I’ve been remiss. Nothing I wanted to communicate. So here’s what’s up, anyway:
I generally like to be involved in learning something about language somewhere. Ancient Greek is wonderful, but at this point of my life it’s rather abstracted from what I do and where I am. German comes easily, and I could read Goethe and Nietzsche and Rilke and listen to Wagner and Mahler and Strauss and enjoy it, but that’s not really with me either. French? Don’t really care for it. Old French? Might be worth it for Villon and Rabelais, but that won’t hold me, either. Latin? Not really interested. Considered learning Italian. That would open up a lot of opportunities, and I would have means to practice. But…

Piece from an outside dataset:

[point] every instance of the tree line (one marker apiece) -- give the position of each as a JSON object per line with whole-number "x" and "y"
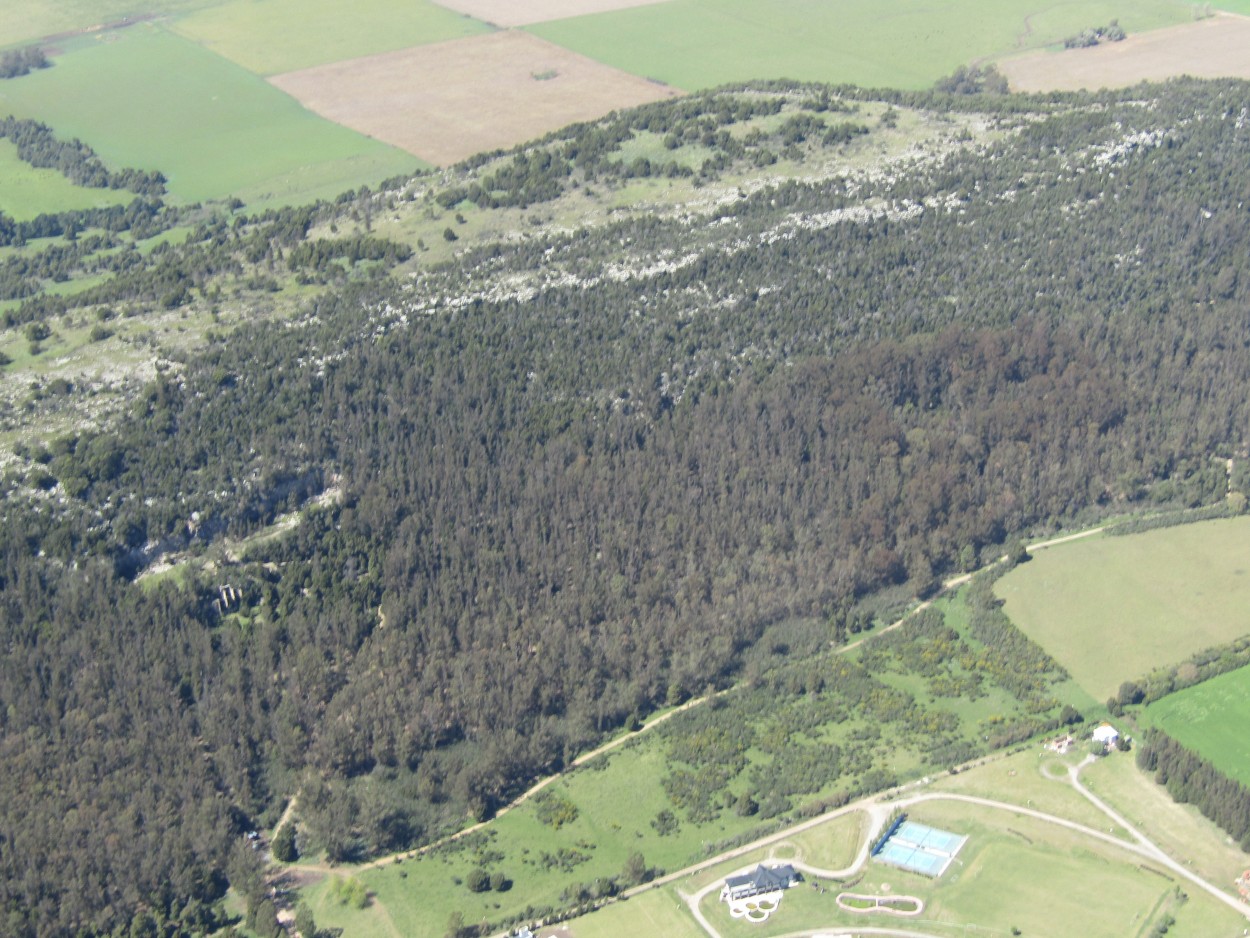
{"x": 548, "y": 515}
{"x": 1191, "y": 779}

The place of peace for me these days, aside from my sweltering back yard, is Abhayagiri monastery, in the hills about 7 miles northeast of Redwood Valley, which is itself merely a little settlement between Ukiah and Willits. Not that I’ve been there often. But even at home the peace of Abhayagiri beckons to me. I’ve been a Buddhist for many years now. I’m not a very good practitioner, but it is the place of my heart.

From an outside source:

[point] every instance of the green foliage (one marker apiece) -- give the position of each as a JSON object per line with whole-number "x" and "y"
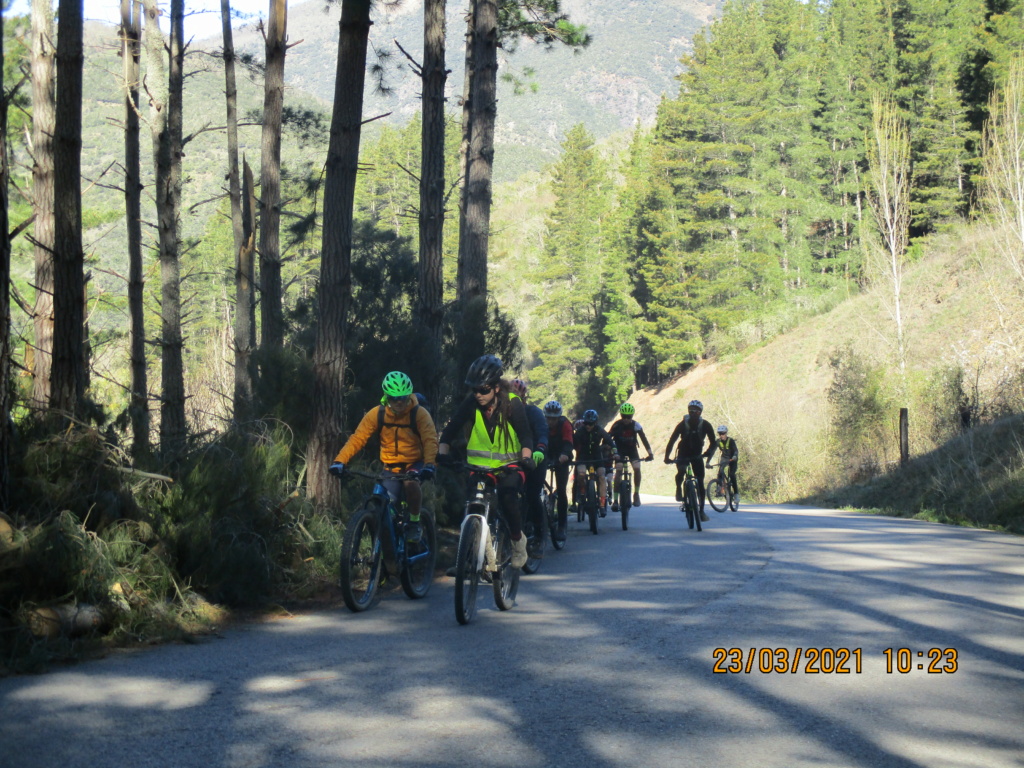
{"x": 861, "y": 412}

My first introduction to Buddhism was to the Nichirin sect. A doctor attending to me in a hospital 6 weeks after I went temple first into the metal retaining bar of a windshield at 85 mph (fracturing the head, blinding the eye, leaking spinal fluid, mid-saggital paralysis which mostly remains as it was 31 years ago) told me that there was nothing medicine cold do for me. He suggested that, after my release from hospital, we go together to a “meeting”. Since my tongue was (and is) paralyzed down the center, and since my speech center had taken a pretty hard knock, it was difficult for me to speak, but I assented.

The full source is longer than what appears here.